Medicina 4.0: modelos de negócios:
A Siemens Healthineers possui um amplo portfólio de diagnóstico in-vivo e in-vitro e soluções para terapia avançada, fazendo com que, por meio da digitalização e de novos modelos de negócio, a tecnologia seja um grande gerador de valor para saúde, melhorando desfechos, resultados e reduzindo custos.

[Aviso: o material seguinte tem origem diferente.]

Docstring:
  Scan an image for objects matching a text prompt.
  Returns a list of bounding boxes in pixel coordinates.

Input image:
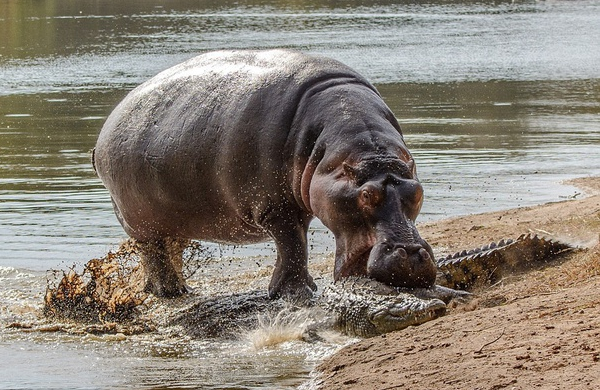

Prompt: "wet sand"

[318,177,600,389]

Comente sobre o workshop internacional “Artificial Intelligence for Neurology and Anesthesia Applications”.
Esse tipo de evento é fundamental para o crescimento científico de nosso país com reflexos diretos na qualidade clínica e operacional, além de colaborar com a ampliação de acesso à saúde. Participamos ativamente na construção desse workshop, que agora também evoluiu para grupos de trabalho. São cinco frentes definidas: anestesia com foco em automação; radiologia intervencionista; inteligência artificial aplicada à radiologia; estudo de doenças neurodegenerativas e aplicações clínicas e de fluxo.

 

Prof. Dr. Giovanni Guido Cerri, do Departamento de Radiologia e Oncologia da Faculdade de Medicina da USP e presidente do Conselho Diretor do Instituto de Radiologia do Hospital das Clínicas da FMUSP

A academia de olho na inteligência artificial

Qual o papel da inteligência artificial na medicina?
A inteligência artificial irá transformar a forma como trabalhamos hoje. Ou seja, será um instrumento para ajudar os médicos e a saúde em geral, utilizando-se de artifícios mais precisos e mais produtivos. Podemos dizer também que a inteligência artificial é um dos temas mais discutidos na academia hoje e todas as áreas serão impactadas pelas suas inúmeras aplicações.

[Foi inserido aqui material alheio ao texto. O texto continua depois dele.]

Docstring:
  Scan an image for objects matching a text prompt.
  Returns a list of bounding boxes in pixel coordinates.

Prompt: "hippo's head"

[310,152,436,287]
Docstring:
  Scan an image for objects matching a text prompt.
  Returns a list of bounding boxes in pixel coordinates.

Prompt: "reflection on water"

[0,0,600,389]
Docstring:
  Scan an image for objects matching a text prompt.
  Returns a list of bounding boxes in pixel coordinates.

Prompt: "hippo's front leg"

O que a medicina, os estudantes e pacientes podem esperar dessa nova realidade? Quais são os principais desafios?
Uma revolução tanto na forma de atender o paciente, quanto em formas de ensinar e pesquisar. Os estudantes devem estar preparados para a transformação da sua profissão e os pacientes, os benefícios dessa inovação tecnológica. Sobre os desafios, é preciso estar atento às rápidas mudanças da era digital, pois quem não estiver preparado vai ficar para trás.

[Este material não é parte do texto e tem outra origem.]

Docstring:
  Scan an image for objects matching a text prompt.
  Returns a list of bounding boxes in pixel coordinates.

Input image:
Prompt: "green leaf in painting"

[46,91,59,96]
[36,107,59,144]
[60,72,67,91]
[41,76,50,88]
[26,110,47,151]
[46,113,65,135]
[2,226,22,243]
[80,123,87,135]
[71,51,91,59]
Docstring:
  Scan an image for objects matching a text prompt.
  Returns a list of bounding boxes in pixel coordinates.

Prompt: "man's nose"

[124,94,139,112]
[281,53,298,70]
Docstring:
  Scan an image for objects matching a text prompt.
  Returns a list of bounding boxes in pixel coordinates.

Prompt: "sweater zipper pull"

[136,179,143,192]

Comente sobre o workshop internacional “Artificial Intelligence for Neurology and Anesthesia Applications”. 
O workshop demonstrou o enorme potencial da aplicação da inteligência artificial em neurologia e anestesia. As duas especialidades serão beneficiadas de forma direta e os especialistas terão que incorporar as possibilidades desenvolvidas para um trabalho eficiente. A possibilidade de trocar experiências, desfrutar do conhecimento desenvolvido em outras instituições, estimular os jovens pesquisadores a interagir e criar pontes na ciência foram fundamentais para o desenvolvimento do conhecimento e das pessoas.